By mid-afternoon, two Hamas Cabinet ministers arrived to the sound of Hamas marching music, carrying a cardboard box with 332 white envelopes. Each envelope held two checks totaling $6,000, to enable each family to buy food and supplies -- after they heard al-Kurd, the Cabinet minister, deliver his speech on the Gaza victory.

But many are skeptical.

As a result of the border blockade, imposed after Hamas seized Gaza in June 2007, there are barely any building supplies, such as concrete, window glass and aluminum. Without a full opening of the border, the rebuilding of thousands of homes is impossible, Ging has said.

Jumma Dardona, whose nearby three-story family house has been rendered uninhabitable, fears he'll live in a tent for a long time. "No one knows the accurate period," said Dardona, 34, as he cut firewood behind the last row of tents, his 6-year-old son Mohammed by his side.

Dardona and several others in Salam said they want Hamas and Abbas' Fatah movement to put aside their rivalries. They say the infighting is one of the main reasons for the misery of Gaza civilians. "As long as they fight, I feel I am lost," said Dardona, who served as a policeman before the Hamas takeover.

However, Abbas' government has not been visible among the aid groups, sidelining him even further in the eyes of many Gazans.

He still pumps huge sums into Gaza every month, paying the salaries of tens of thousands of civil servants and police, like Dardona. But his promised $3.5 million for the families of the dead -- according to Gaza health officials nearly 1,300 -- has not been disbursed, in part because Gaza banks suffer from a shortage of bank notes, another fallout from the closure.

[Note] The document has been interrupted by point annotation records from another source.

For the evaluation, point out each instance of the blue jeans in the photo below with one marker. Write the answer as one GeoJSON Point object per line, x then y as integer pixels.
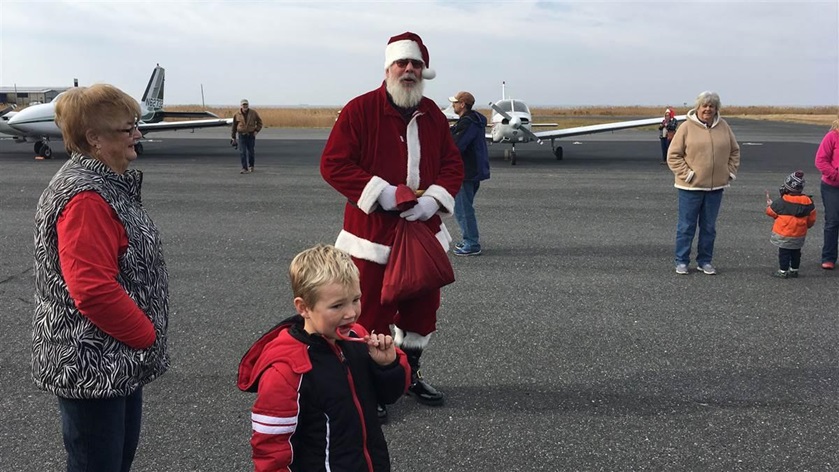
{"type": "Point", "coordinates": [702, 207]}
{"type": "Point", "coordinates": [464, 213]}
{"type": "Point", "coordinates": [830, 199]}
{"type": "Point", "coordinates": [246, 152]}
{"type": "Point", "coordinates": [665, 145]}
{"type": "Point", "coordinates": [101, 435]}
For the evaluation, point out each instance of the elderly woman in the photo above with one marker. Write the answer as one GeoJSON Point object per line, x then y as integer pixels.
{"type": "Point", "coordinates": [704, 156]}
{"type": "Point", "coordinates": [827, 162]}
{"type": "Point", "coordinates": [101, 286]}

Hamas, which smuggles cash through border tunnels instead of using bank transfers, has no problems with distribution.

Khader watched Thursday's bustle of Cabinet ministers, bodyguards and aid deliveries with disdain. He said he has told visiting Hamas politicians that the civilians are the losers and that they oppose continued rocket fire on Israel -- the attacks that triggered the war.

"It's all hot air," he said of the officials' promises. "What do they care if my house is bombed?"